How Did This Happen?
The protest started with a “U.S. Day of Rage” on September 17—shortly after August’s high unemployment numbers were released (the summer ended with unemployment at 9.1%; here’s more on that). Unemployment has been cited as a major concern for the protestors, in addition to corporate greed, the failure of capitalism and the wealth disparity between our country’s richest and poorest citizens.
At first, the crowd that gathered near Wall Street three weeks ago gained little media attention, maybe because of its wide range of concerns and small size. The outlets that did cover the protest originally viewed it as an unsuccessful version of the Tahrir Square rally, the February protest in Egypt that resulted in Hosni Mubarak's resignation. In those initial days, Occupy Wall Street drew just over 1,000 attendees.
The Occupation Expands
But in the three weeks since then, the protest has gained in legitimacy and numbers. Two major unions, the Amalgamated Transit Union and the United Federation of Teachers, joined the protestors in a march across the Brooklyn Bridge … in which over 700 were arrested. The influential liberal organization MoveOn.org and the Working Families Party have joined the protestors' ranks as well. This week the tension grew, and the NYPD turned to night sticks and pepper spray to control the protests.
And now the movement has sparked offshoots in cities across the United States, including Los Angeles, Chicago, Boston and Washington, D.C., as well as Toronto and Montreal. Even more protests are planned in smaller cities like Memphis, Tennessee; Hilo, Hawaii; Minneapolis; Baltimore; and McAllen, Texas.

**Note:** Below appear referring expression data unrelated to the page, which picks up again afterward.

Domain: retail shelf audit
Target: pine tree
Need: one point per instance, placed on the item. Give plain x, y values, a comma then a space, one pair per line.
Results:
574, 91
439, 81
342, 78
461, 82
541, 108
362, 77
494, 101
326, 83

What Exactly Are They Protesting?
In some ways, that’s the major question. The protesters, who range from the unemployed to anarchists to college students to young parents, are voicing anger and discontent with the general state of the union and the economy. But they've gotten a lot of flack from the media for failing to voice clear demands or potential solutions.
Although there's no official list of demands, a proposed list written by a protester has been making the rounds. Demands (there are 13 of them) include free college education, raising the minimum wage to $20, and outlawing all credit reporting agencies. More mainstream demands include repealing the Glass-Steagall Act and mandating accountability from Wall Street.
What Happens Next?
With new protests planned across the country, it seems likely that even more mainstream organizations and unions will rally behind the movement. Now well-known writers like Nicholas Kristof of The New York Times and Mike Konczal of New Deal 2.0 have offered their ideas for more concrete goals the protesters should adopt, and more potential manifestos are sure to come. Whether the Occupy Wall Street movement will rally behind those goals and accomplish real change remains to be seen.